Peering through grillwork gates, over garden walls and from doors, windows and moving dollies, three television cameras probed last week into the anguished doings at the great house at Thornfield in Studio One’s dramatization of Charlotte Brontë’s Jane Eyre. Not all of Studio One’s hour-long shows are as moving and well-integrated as was Jane Eyre; like all TV dramas the quality wavers up & down from week to week. But what makes Studio One (Mon. 10 p.m., CBS-TV) outstanding in television is its invariable high technical polish.
No Respect. The professional sheen is applied by a cherubic-looking producer named Worthington Miner, 49, who came to television ten years ago with a directorial credit list of Broadway hits (Five Star Final, Reunion in Vienna, On Your Toes). Borrowing liberally from stage & screen (he also did a stint with RKO in Hollywood), “Tony” Miner has pioneered in TV with such effective techniques as the use of recordings for unspoken thoughts; the blending of film and live acting, and the combination of close-ups and long shots to get depth on the screen. His fondness for last-minute technical tinkering often moves CBS engineers to complain:
“Tony has no respect for the law of electronics.”

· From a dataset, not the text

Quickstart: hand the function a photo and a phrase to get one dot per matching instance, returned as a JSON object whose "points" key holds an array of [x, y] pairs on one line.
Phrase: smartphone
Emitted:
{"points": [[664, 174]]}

As for dramatic quality, Miner admits that it’s mostly a matter of guesswork: “Plays considered surefire ahead of broadcasting time usually end up at the bottom—that happened to comedies like June Moon and Boy Meets Girl. But Turgenev’s Smoke, which was expected to leave people cold, was one of the most popular we’ve ever done.” And he adds: “There are some shows I’ve put on that I personally hate, but I know there’s an audience for them. TV’s a mass medium and there has to be something for everybody. You have to make compromises.”
No Tension. Though he can boast such entertainment highs as his modern-dress Julius Caesar, the tense The Rival Dummy with Paul Lukas, and the pyrotechnic pageantry of Battleship Bismarck, Miner feels that “the best type of play for us is the psychological melodrama—it always gets the best response and the highest rating.”
Besides Studio One (sponsored by Westinghouse), Miner also produces for CBS-TV The Goldbergs and a weekly children’s show, Mr. I. Magination (Sun. 6:30 p.m.), which is a good deal better than its coy title. He sees TV as more closely related to the theater than to movies—”No film is as good as what we can do live on television.” He is also confident that it will never descend to the low mental level of radio, because it can deal with adult problems, “and we don’t get chichi or phony about them.” In TV, he has tackled such subjects as adultery and Lesbianism, both frowned upon in radio and movies, without causing any scandalized uproar. “We deflect tension,” Miner explains. “We don’t say people are going to bed together, we just have them do it.”